Emerging growth company ¨
If an emerging growth company, indicate by check mark if the registrant has elected not to use the extended transition period for complying with any new or revised financial accounting standards provided pursuant to Section 13(a) of the Exchange Act. ¨.
Item 2.05. | Costs Associated with Exit or Disposal Activities. |
On January 17, 2024, in connection with a review of the company’s strategic priorities, the Board of Directors of Cara Therapeutics, Inc. (the “Company”) approved a strategic reprioritization to focus the Company’s resources on the Company’s late stage clinical program evaluating oral difelikefalin in pruritus associated with notalgia paresthetica, and approved the termination of the Company’s Phase 3 clinical program evaluating oral difelikefalin in pruritus associated with advanced chronic kidney disease, including the termination of the ongoing KICK 1 and KICK 2 clinical trials.
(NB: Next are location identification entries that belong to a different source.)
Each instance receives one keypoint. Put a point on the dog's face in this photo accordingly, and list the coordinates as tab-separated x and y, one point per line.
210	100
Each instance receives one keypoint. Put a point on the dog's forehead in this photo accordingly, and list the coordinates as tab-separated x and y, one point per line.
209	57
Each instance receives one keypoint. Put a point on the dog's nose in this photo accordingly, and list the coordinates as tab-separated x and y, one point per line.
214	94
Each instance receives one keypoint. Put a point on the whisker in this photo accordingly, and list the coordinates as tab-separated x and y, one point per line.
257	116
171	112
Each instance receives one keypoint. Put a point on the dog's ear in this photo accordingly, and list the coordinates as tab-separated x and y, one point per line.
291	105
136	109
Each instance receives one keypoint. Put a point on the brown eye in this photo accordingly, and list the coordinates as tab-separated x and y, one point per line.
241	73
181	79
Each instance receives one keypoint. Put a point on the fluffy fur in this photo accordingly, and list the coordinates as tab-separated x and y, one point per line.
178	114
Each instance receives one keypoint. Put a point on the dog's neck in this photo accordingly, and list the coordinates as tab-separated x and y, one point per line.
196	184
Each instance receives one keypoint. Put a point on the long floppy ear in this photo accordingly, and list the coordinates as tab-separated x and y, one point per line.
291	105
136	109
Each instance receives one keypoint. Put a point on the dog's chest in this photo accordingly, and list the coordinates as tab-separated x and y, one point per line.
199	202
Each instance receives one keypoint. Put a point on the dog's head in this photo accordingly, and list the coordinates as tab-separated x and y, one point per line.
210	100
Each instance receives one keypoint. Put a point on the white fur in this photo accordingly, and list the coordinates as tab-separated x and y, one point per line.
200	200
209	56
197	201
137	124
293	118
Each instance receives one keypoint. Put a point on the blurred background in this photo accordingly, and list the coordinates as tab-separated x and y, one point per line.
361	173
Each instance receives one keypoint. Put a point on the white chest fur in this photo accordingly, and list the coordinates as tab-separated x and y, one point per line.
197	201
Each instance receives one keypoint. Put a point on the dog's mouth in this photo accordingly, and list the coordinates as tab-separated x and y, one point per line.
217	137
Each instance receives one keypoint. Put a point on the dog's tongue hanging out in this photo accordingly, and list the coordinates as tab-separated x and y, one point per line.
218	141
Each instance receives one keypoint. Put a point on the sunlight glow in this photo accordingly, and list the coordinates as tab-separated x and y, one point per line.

In connection with the termination of the oral chronic kidney disease program, the Board of Directors also approved a reduction in the Company’s workforce, which the Company expects to substantially complete by January 31, 2024. The Company anticipates recognizing between $2.5 million and $3 million in total charges in the first quarter of 2024 in connection with the reduction in force. These charges will consist primarily of one-time cash charges for termination benefits.
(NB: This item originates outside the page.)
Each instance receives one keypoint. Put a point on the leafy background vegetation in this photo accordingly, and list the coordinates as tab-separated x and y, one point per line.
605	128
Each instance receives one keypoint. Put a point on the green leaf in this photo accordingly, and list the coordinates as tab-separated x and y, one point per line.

Item 7.01. | Regulation FD Disclosure. |
On January 22, 2024, the Company issued a press release (the “Press Release”) announcing its strategic reprioritization plan and the reduction in force. A copy of the press release is being furnished to the Securities and Exchange Commission as Exhibit 99.1 to this Current Report on Form 8-K and is incorporated by reference to this Item 7.01.
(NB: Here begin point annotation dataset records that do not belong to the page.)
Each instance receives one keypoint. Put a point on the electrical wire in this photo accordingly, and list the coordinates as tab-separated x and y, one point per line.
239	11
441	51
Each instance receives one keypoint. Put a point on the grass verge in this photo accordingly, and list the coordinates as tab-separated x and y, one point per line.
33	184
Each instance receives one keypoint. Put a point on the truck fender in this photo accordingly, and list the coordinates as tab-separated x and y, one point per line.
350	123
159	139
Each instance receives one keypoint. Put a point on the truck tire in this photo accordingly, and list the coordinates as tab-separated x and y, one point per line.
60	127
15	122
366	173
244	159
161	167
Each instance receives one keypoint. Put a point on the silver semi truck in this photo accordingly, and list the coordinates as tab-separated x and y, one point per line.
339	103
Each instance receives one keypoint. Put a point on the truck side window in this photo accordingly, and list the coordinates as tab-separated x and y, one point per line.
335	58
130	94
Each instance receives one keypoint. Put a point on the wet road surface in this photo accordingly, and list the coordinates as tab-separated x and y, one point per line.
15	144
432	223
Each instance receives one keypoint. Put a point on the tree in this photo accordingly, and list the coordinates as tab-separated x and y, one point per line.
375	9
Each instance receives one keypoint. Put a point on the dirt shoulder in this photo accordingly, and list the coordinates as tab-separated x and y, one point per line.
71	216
The information furnished under this Item 7.01, including Exhibit 99.1, shall not be deemed to be “filed” for purposes of Section 18 of the Securities Exchange Act of 1934 (the “Exchange Act”) or otherwise subject to the liabilities of that section, nor shall it be deemed to be incorporated by reference into any of the Company’s filings with the Securities and Exchange Commission under the Exchange Act or the Securities Act of 1933, as amended, whether made before or after the date hereof, regardless of any general incorporation language in such a filing.
Item 8.01. | Other Information. |
After giving effect to the strategic reprioritization and reduction in force described herein, the Company now expects that its capital resources will be sufficient to fund its currently anticipated operating plan into 2026.
On January 22, 2024, the Company also announced that Frédérique Menzaghi, Ph.D., Chief Scientific Officer and SVP of Research & Development, will depart the Company, effective February 2, 2024.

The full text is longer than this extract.